Preparing and submitting annual financial reports

Within three months of the end of each financial year, the board must prepare and sign the company’s annual financial statement and a detailed report on the company’s activities during that year. These documents are then presented to the shareholders for approval.

Convening shareholder meetings

The board is responsible for organizing the Annual General Meeting of Shareholders, which must be held within six months of the end of the financial year. The primary purpose of this meeting is to approve the financial reports, decide on the distribution of profit or loss, and grant an „absolutorium” (a formal vote of approval) for the board members’ performance of their duties.

Reporting changes to the National Court Register (KRS)

The management board has a strict legal duty to ensure the information in the KRS is always current. Any change to the company’s registered data—such as a change of address, an amendment to the Articles of Association, or changes in the composition of the board itself—must be reported to the KRS within 7 days of the event.


The critical issue of director liability in Poland

Understanding the potential for personal liability is the most critical aspect of being a director in a Polish company. This is not a theoretical risk; Polish law provides several avenues for creditors and state authorities to hold board members personally responsible for the company’s debts.

Civil liability for company debts (Article 299)

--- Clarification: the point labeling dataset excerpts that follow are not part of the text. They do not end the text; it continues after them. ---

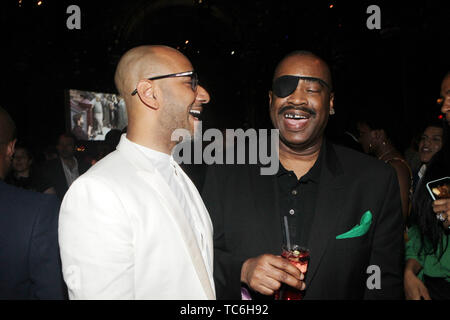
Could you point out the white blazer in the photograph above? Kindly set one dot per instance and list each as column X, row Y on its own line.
column 122, row 234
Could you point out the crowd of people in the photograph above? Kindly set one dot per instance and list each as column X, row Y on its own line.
column 129, row 223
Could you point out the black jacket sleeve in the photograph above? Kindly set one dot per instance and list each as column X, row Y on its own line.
column 388, row 247
column 44, row 259
column 227, row 266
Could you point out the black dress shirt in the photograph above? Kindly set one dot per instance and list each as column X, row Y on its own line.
column 297, row 200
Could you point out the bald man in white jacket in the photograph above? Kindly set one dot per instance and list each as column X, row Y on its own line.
column 134, row 226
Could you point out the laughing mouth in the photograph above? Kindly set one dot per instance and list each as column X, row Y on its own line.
column 195, row 113
column 295, row 116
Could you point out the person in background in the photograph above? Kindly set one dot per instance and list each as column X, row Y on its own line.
column 22, row 174
column 375, row 138
column 56, row 176
column 411, row 152
column 30, row 266
column 427, row 270
column 430, row 143
column 77, row 130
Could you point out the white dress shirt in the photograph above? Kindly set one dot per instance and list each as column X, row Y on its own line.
column 169, row 170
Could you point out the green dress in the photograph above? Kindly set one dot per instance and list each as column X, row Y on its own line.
column 432, row 267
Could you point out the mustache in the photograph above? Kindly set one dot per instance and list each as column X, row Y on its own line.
column 301, row 108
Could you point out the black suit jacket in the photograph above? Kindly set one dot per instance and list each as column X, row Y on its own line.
column 30, row 266
column 52, row 175
column 246, row 222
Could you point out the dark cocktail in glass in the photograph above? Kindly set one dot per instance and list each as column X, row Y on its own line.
column 298, row 257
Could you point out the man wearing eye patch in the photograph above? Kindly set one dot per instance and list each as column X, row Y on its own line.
column 340, row 204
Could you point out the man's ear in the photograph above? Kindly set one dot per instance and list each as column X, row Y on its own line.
column 10, row 148
column 332, row 103
column 147, row 94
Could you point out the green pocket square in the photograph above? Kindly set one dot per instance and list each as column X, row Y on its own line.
column 360, row 229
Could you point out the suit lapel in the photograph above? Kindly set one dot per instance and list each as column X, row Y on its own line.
column 267, row 211
column 168, row 200
column 327, row 212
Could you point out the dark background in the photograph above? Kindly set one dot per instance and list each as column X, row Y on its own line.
column 395, row 71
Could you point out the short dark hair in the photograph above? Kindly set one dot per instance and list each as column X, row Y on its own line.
column 67, row 135
column 76, row 117
column 8, row 129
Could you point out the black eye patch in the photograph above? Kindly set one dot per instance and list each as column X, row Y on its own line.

This is the most significant risk for any board member. Article 299 of the Commercial Companies Code states that if enforcement of a debt against the company proves ineffective, the members of the management board are jointly and severally liable for that debt with their personal assets. A director can only escape this liability if they prove that they filed a petition for the company’s bankruptcy in a timely manner, that a failure to file was not their fault, or that the creditor did not suffer any damage as a result.

Tax and social security (ZUS) liability

The Polish Tax Ordinance and other regulations extend this principle of director liability in Poland to public debts. If a company fails to pay its taxes or social security contributions, the tax authorities and ZUS can hold the board members personally liable for these debts if the company’s assets are insufficient to cover them.

A role of substance and responsibility

Serving on the Zarząd of a Sp. z o.o. is a position of trust and significant responsibility. It goes far beyond a title, demanding active management, diligent oversight, and a deep understanding of the legal framework. The potential for personal liability underscores the seriousness of the role. For any director, a thorough grasp of these Polish LLC director duties is the best form of protection and the key to steering the company towards success while upholding the highest standards of corporate governance.